Animal tests and the extensive Japanese experience with stevia suggest that this is a safe herb. 1 Based primarily on the apparently incorrect belief that stevia has been used traditionally to prevent pregnancy, 2 some researchers have expressed concern that stevia might have an antifertility effect in men or women. However, evidence from most (though not all) animal studies suggests that this is not a concern at normal doses. 3 4 The two studies described above in which use of very high dosages of a stevia extract led to reductions in blood pressure raise at least theoretical concerns about stevia's safety. In theory, the herb could excessively reduce blood pressure in some people. Furthermore, if stevia can reduce blood pressure, that means that it is, in some fashion, acting on the cardiovascular system.

Since sugar substitutes are meant to be consumed in essentially unlimited quantities by a very wide variety of people, the highest levels of safety standards are appropriate, and unknown effects on the heart and blood circulation are potentially worrisome. This concern is somewhat mitigated by the fact that the daily dose of stevioside used in those studies was considerably higher than is likely to be consumed if whole stevia is used for sweetening purposes. Reassurance also comes from the study that found no effect with a dose of 15 mg/kg per day.

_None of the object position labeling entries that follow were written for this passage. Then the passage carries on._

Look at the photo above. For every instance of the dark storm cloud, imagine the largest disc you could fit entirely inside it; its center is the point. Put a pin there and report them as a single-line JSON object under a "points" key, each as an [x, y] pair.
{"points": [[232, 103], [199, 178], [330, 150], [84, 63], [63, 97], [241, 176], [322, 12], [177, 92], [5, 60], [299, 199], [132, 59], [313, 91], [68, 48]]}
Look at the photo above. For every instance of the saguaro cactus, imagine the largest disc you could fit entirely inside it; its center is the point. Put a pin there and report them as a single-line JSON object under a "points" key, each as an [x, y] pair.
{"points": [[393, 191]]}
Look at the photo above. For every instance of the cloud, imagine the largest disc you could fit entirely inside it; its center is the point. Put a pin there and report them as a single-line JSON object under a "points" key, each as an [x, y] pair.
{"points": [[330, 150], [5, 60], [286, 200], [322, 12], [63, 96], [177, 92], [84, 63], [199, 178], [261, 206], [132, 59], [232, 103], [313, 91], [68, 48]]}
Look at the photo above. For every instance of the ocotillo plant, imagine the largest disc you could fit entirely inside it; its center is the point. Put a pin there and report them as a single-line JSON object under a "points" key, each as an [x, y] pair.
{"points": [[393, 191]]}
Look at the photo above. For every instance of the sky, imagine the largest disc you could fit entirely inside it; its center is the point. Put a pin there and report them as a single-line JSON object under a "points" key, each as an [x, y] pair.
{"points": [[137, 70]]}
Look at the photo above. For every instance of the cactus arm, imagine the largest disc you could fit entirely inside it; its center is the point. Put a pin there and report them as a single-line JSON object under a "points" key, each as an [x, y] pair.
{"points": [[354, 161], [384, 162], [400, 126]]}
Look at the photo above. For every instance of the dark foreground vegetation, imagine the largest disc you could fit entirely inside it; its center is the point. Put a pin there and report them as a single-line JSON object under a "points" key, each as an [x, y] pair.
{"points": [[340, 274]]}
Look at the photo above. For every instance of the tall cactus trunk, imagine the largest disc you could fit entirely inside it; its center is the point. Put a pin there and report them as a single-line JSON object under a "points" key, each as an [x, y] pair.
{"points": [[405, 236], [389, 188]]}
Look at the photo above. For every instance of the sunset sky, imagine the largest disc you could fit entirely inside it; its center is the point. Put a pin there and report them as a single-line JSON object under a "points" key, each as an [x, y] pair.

Safety in young children, pregnant or nursing women, or those with severe liver or kidney disease has not been conclusively established. Because of the concerns raised in the previous paragraph, individuals with cardiovascular disease should use high doses of stevia extracts only under physician supervision.

References

  1. Kinghorn AD, Soejarto DD. Current status of stevioside as a sweetening agent for human use. Econ Med Plant Res. 1985;1:22.
  2. Kinghorn AD, Soejarto DD. Current status of stevioside as a sweetening agent for human use. Econ Med Plant Res. 1985;1:22.
  3. Melis MS. Effects of chronic administration of Stevia rebaudiana on fertility in rats. J Ethnopharm 1999;167;157-161.
  4. Oliveira-Filho RM, Uehara OA, Minetti CA, et al. Chronic administration of aqueous extract of Stevia rebaudiana (Bert.) Bertoni in rats: endocrine effects. Gen Pharmacol. 1989;20:187-191.
  1. Melis, M.S. and A.R. Sainati, Effect of calcium and verapamil on renal function of rats during treatment with stevioside. J Ethnopharmacol 1991;33(3):257-62.
  2. Chan P, Tomlinson B, Chen YJ, et al. A double-blind placebo-controlled study of the effectiveness and tolerability of oral stevioside in human hypertension. Br J Clin Pharmacol. 2000;50:215-220.
  3. Hsieh MH, Chan P, Sue YM, et al. Efficacy and tolerability of oral stevioside in patients with mild essential hypertension: a two-year, randomized, placebo-controlled study. Clin Ther. 2003;25:2797-808.
  4. Vickers A, Goyal N, Harland R, et al. Do certain countries produce only positive results? A systematic review of controlled trials. Control Clin Trials. 1998;19:159-166.
  5. Vickers A, Goyal N, Harland R, et al. Do certain countries produce only positive results? A systematic review of controlled trials. Control Clin Trials. 1998;19:159-166.
  6. Barriocanal LA, Palacios M, Benitez G, et al. Apparent lack of pharmacological effect of steviol glycosides used as sweeteners in humans. A pilot study of repeated exposures in some normotensive and hypotensive individuals and in Type 1 and Type 2 diabetics. Regul Toxicol Pharmacol. 2008 Mar 5.